Performance and capacity planning
While developing jCustomer we regularly measure system performance to get a sense of jCustomer capacity characteristics, understand jCustomer behavior under load as well as assess whether changes to our codebase have an impact on performance.
In this document, we’re presenting our approach to performance tests and provide results based on environments we tested jCustomer in.
Performance testing is a complex domain, in which opinionated decisions are made. Please take the time to read and understand the approach we took, prior to reviewing the actual performance metrics.
Approach
Our primary objective when measuring performance is to progressively increase user traffic until we notice degradation. While the tests are running, we collect response times and error rates associated with a particular throughput during that time as well as collect underlying resource utilization (CPU, RAM, disk, network…), allowing us to best pinpoint performance bottlenecks.
Definitions
Some of the terms mentioned in this document are used in the context of performance testing and are worth a few more details:
- ramp-up refers to the amount of time until all users within a run have been submitted.
- users refers to the number of users submitted by the end of the ramp-up time. A scenario itself is composed of multiple actions.
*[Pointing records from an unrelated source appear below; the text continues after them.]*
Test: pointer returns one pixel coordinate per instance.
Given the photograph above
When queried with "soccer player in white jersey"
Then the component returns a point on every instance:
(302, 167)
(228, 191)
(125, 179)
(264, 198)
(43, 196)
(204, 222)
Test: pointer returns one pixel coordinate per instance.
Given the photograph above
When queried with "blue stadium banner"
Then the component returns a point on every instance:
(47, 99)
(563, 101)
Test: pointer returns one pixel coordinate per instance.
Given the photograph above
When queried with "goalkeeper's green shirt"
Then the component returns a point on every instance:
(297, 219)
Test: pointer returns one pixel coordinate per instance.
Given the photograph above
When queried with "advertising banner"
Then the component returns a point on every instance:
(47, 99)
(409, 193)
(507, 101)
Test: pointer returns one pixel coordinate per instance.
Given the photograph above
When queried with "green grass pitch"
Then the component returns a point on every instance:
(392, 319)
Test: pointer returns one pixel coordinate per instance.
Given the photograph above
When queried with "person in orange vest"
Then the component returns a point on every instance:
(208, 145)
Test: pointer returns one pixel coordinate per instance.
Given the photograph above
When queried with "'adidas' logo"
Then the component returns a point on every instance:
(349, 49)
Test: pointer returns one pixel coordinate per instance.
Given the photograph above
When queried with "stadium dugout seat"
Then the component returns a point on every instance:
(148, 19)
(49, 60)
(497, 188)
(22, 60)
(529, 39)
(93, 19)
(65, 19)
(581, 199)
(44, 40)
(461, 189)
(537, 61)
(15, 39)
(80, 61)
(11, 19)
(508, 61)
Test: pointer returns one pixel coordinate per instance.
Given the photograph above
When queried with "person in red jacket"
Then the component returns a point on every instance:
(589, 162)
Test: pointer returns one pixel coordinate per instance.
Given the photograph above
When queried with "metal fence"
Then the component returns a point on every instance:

The number of actions in a scenario can easily be calculated ,dividing the number of samples by the number of users.
- mean response time refers to response time across all of the scenario actions across all of the users. 50% of the queries are below that response time while 50% are above.
- 90%ile: 90% of the queries are below that response time while 10% are above
- 95%ile: 95% of the queries are below that response time while 5% are above
- 99%ile: 99% of the queries are below that response time while 1% are above
- Throughput: number of queries processed by the system per second
Testing environment
For this session of performance tests, the test environment was deployed in AWS Ireland (eu-west-1) on resources created specifically for these tests. The entirety of the test environment was destroyed and re-created between each run.
When designing the testing environment, we made the decision to rely on EC2 instances, with each instance running one single resource using docker. This allows for segregation of services and ensures measured metrics (and in particular system load) are specific to the exact resource being tested.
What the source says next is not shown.